Reputation: 828
I am currently trying to figure out how git diff -M<limit>
works.
What I found out is, that git diff
checks how similar two files (say fileA
in revision 1, fileC
in revision 2) are by calculating a similarity score. If the similarity score is >= limit
, fileA
has been renamed to fileC
which has possibly been modified (if score is < 100%).
Then I asked myself, what if there are more files with the same sha1-hash within the directory? How does git
know which one is the renamed (and changed) version?
To find this out, I tried the following:
First, I created two files with 7 lines ("a", "b", "c", "d", "e", "f", "g")
vi fileA
vi fileB
Then I added them to the repository and committed:
git add fileA fileB
git commit -m "Added fileA and fileB"
[master ffc8964] Added fileA and fileB
2 files changed, 6 insertions(+)
create mode 100644 tests/fileA
create mode 100644 tests/fileB
Next, I renamed fileA
to fileC
using git mv
and deleted the first line in fileB
and fileC
. After that I commited the changes
git mv fileA fileC
vi fileB
vi fileC
git commit -a -m "Renamed and changed files"
[master 57ff82a] Renamed and changed filed
2 files changed, 2 deletions(-)
rename tests/{fileA => fileC} (85%)
fileB
and fileC
now look like this:
b
c
d
e
f
g
What I expected now is that the checksums of fileB
and fileC
are equal:
git hash-object fileB fileC
9fbb6235d2d7eb798268d4537acebea297321241
9fbb6235d2d7eb798268d4537acebea297321241
Indeed they are :-)
So how should git diff
now know what the renamed file is?

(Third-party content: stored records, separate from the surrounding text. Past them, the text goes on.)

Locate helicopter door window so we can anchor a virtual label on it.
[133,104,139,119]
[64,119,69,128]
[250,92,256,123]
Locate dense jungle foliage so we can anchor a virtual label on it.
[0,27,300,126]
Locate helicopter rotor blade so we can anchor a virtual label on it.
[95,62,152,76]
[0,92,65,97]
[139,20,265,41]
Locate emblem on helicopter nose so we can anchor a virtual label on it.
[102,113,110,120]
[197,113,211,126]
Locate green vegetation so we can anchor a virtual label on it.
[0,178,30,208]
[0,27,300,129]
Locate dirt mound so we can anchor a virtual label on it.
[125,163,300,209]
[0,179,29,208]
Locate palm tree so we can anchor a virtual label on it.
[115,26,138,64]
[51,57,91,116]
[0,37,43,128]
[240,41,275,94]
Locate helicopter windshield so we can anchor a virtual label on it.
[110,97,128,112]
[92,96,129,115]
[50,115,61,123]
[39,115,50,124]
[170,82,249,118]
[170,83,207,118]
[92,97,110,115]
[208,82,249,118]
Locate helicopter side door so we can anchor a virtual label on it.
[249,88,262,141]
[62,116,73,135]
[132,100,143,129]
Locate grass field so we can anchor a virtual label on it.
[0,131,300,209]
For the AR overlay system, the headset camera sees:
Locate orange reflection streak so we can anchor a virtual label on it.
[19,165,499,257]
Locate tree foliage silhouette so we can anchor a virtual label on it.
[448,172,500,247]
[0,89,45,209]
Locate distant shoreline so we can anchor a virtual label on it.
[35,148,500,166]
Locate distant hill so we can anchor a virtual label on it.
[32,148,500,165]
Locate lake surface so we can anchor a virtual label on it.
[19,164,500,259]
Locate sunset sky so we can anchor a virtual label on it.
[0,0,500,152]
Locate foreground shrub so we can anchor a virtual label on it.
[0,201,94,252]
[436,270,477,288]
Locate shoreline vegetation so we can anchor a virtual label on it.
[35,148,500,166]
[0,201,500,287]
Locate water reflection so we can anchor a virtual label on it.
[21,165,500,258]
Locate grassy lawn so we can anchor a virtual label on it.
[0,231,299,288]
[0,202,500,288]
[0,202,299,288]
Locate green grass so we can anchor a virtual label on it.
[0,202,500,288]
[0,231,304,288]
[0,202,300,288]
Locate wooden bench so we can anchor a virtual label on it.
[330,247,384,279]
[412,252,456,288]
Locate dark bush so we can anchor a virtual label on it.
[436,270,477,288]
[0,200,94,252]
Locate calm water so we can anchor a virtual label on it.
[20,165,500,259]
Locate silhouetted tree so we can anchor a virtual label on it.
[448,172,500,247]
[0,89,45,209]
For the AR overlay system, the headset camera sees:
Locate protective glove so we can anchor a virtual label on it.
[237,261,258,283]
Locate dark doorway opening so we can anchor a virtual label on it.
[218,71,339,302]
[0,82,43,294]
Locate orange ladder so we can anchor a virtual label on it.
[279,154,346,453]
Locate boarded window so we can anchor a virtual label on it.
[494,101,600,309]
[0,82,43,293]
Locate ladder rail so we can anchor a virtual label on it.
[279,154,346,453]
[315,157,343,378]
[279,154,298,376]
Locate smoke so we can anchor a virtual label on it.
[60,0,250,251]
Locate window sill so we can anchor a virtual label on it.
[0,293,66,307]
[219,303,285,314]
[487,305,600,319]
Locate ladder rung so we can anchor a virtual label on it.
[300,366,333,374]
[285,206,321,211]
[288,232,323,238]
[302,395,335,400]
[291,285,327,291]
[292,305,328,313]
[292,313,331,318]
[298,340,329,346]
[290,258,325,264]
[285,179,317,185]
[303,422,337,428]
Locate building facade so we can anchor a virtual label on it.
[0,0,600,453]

Since fileC has been changed, a new blob has been generated by commit
and the checksum of fileC
and fileA
are different as well (obviously).
I tried it:
git diff -M80% HEAD master~1
The output however confused me :-(
diff --git a/tests/fileC b/tests/fileA
similarity index 85%
rename from tests/fileC
rename to tests/fileA
index 9fbb623..f9d9a01 100644
--- a/tests/fileC
+++ b/tests/fileA
@@ -1,3 +1,4 @@
+a
b
c
d
diff --git a/tests/fileB b/tests/fileB
index 9fbb623..f9d9a01 100644
--- a/tests/fileB
+++ b/tests/fileB
@@ -1,3 +1,4 @@
+a
b
c
d
Apparently git diff
DID find out that fileA
has been renamed to fileC
.
But how? Did git save some kind of connection between fileA
and fileC
?
Upvotes: 2
Views: 596
Reputation:
No such connection was saved. Renames can be detected when one file is deleted, and another is added. Git saw that fileC
was newly added, and went through all deleted files to see if it might have been a rename. Here, the only deleted file was fileA
, so it was a rather quick check.
Note: it only has to go through the deleted files, because otherwise you wouldn't have a rename, you'd have a copy. Copies can be detected too, and it works roughly the same way, but they're covered by a separate option (-C
).
Upvotes: 2